5) Now that we’re into the sixth month of lactation we can still expect a considerable quantity of milk, diminishing to be sure, over the next three or four months, say one-half gallon a day for ninety days at five dollars per gallon: $220.

GRAND TOTAL: $4,345 this year.

Holy Moley, Woody’s cooking the books! Is he trying to say his damn milk cow makes him four grand a year? One cow?

Okay, there are costs, but fewer than you’ll believe. We bought in $300-$400 worth of hay this year, for Bessie, the two calves, and for a while Danny Boy II’s mom. We buy in forty dollars worth of grain maybe ten times a year for feeding calves, chickens, and sometimes a pig, as well as Bessie. Her share of feed costs—maybe $500. There are no other costs. No vet bills. Bessie gets pasture, hay, grain, supplemented by garden wastes, herbs, garlic, cider vinegar, Agnihotra ash, a little Azomite.

Here’s the killer question: what about LABOR? You’re spending as much time with that cow, putting her in, taking her out, washing her bag, milking her, fixing fence, hauling manure, as most men do with their wives. Count the labor in there.

All right. Total labor per day, about an hour and a half, all told. That’s seven days a week and 365 days a year. Call it 600 hours. But don’t tell me I could make seven dollars an hour clerking down at the 7-11 and therefore the cow business is a wash.

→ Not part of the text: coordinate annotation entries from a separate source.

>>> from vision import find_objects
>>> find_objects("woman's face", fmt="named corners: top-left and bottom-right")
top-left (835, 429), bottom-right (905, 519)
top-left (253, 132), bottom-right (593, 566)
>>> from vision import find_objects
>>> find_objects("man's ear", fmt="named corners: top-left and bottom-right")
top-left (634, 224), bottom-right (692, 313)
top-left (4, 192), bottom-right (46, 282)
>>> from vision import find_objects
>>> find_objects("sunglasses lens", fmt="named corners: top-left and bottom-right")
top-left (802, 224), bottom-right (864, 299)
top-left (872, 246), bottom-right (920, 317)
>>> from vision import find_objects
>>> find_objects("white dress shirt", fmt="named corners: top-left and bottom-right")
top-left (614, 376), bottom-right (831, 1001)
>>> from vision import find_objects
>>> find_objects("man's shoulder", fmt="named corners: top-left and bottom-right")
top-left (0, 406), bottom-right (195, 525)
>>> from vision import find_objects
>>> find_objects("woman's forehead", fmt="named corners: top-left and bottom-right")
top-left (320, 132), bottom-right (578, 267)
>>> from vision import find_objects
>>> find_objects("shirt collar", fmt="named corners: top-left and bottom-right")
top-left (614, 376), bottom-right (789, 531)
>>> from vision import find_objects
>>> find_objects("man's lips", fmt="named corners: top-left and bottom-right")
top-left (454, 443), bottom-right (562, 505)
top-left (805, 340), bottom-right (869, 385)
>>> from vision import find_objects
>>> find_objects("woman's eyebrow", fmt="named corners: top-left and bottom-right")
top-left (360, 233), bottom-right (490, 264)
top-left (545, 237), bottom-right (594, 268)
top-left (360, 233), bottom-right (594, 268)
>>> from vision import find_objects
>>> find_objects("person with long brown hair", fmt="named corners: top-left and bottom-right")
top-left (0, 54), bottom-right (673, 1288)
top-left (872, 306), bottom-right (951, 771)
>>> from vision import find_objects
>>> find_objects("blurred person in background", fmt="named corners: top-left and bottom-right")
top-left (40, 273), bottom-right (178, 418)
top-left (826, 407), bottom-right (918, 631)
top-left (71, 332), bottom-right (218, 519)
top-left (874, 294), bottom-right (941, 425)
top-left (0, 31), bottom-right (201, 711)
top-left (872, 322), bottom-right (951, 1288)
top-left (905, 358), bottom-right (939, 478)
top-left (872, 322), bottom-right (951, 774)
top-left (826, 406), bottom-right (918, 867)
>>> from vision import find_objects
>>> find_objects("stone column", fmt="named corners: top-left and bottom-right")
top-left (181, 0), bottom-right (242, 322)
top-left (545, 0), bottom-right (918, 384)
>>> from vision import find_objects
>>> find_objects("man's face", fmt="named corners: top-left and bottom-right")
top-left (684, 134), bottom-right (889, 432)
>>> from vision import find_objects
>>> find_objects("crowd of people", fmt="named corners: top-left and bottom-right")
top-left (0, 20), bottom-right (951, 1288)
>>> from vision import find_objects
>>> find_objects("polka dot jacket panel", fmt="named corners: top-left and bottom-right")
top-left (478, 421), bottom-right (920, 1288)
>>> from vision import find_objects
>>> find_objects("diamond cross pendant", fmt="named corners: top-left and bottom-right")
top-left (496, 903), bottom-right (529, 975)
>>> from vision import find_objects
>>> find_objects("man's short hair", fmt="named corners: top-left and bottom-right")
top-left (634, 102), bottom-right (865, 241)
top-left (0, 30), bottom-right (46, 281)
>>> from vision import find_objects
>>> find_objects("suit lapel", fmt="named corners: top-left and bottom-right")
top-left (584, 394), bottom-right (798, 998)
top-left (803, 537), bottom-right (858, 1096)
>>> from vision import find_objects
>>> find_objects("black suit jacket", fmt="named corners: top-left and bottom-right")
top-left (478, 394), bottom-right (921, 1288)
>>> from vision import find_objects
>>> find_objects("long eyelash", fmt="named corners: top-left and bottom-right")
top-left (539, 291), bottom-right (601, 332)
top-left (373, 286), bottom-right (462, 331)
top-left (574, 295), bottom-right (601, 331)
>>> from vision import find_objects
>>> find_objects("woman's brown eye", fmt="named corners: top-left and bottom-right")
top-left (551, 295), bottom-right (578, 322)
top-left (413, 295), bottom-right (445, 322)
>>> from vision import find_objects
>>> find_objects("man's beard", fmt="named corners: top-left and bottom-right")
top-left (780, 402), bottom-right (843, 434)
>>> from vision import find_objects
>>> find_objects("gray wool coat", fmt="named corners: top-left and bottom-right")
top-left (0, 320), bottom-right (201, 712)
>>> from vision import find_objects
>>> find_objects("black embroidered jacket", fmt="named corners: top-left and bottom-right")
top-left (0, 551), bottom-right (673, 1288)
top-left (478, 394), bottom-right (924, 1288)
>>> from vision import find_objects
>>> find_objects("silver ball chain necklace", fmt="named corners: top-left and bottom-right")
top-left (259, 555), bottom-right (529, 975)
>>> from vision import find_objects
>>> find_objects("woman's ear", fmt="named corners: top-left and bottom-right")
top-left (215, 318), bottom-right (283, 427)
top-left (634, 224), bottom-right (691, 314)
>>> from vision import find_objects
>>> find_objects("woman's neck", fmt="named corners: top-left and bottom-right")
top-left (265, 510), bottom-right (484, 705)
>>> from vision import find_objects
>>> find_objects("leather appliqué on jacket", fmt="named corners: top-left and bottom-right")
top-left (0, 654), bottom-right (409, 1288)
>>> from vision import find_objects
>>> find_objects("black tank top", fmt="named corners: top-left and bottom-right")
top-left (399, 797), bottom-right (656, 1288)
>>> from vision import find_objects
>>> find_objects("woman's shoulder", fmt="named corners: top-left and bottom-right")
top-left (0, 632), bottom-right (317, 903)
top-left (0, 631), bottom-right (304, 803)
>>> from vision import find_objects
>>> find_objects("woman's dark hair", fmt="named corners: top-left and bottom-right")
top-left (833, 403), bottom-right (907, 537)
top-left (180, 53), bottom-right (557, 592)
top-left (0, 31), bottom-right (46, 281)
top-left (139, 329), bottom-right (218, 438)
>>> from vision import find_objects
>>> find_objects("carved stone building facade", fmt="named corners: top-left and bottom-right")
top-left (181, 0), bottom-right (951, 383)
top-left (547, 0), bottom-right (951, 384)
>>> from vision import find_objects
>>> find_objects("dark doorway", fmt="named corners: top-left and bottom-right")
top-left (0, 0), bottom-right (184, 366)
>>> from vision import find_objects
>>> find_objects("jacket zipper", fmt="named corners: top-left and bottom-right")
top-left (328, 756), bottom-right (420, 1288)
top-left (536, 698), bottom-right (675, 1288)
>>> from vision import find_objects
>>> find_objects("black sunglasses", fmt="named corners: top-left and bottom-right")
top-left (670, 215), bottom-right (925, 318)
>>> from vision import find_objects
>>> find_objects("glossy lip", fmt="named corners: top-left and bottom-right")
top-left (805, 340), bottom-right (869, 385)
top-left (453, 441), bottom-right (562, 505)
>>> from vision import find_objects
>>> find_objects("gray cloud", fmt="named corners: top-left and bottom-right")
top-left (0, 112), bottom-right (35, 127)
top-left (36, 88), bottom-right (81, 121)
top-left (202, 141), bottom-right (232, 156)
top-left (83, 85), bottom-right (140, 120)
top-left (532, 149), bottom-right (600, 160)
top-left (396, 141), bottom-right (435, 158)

You see, I apply Amish economics here. For example, where a cost accountant would charge against the farm to time, fuel and equipment wear expended, say, in hauling manure, the Amishman considers the manure spreading a benefit to the farm; the soil in improved for next season’s crops, the horses get exercise and training, and the driver gets fresh air and a look at the field.

I don’t consider the labor expended for Bessie’s care as a commodity, rather, it’s a service. It’s a service to the farm, to Biodynamics, to the planet. As a service, it’s my choice to render it and no cost accounting can touch it. The exercise keeps me healthy; the morning and evening rhythm is grounding; the attention to detail sharpens my perceptions; the nurturing character of the work allows me to express my feminine side. I am a better person for taking care of animals, and who will account for that? Who will tell me what that is worth?

Leaving aside the financial figures, we come to the intangibles, the interesting stuff. In a way, Bessie represents, calls forth the spirit of the place, the farm individuality. In her single-minded metabolic nature she is the biosystem around here. Her energy, her presence, her connection to the great cow oversoul, knits the place together. As she grazes or chews her cud, she’s aware of everything going on, seldom reacting with more than a looking up in th direction of the disturbance. But she knows. When the dogs got into the poison a clueless neighbor set out for coyotes, Bessie knew. When the bull was slaughtered Bessie knew.

Bessie’s calm being, her knowing, permeates every corner of the farm and, through her compost, enlivens especially the garden beds. When we contemplate more that the material details of our daily lives, when we take time to consider the layers and webs of existence in which we are enmeshed, when we remember what it’s like to be a peasant and to be possessed of the instinctive wisdom Rudolf Steiner spoke of so wistfully, we are grateful to know Bessie and to have our lives enriched by her.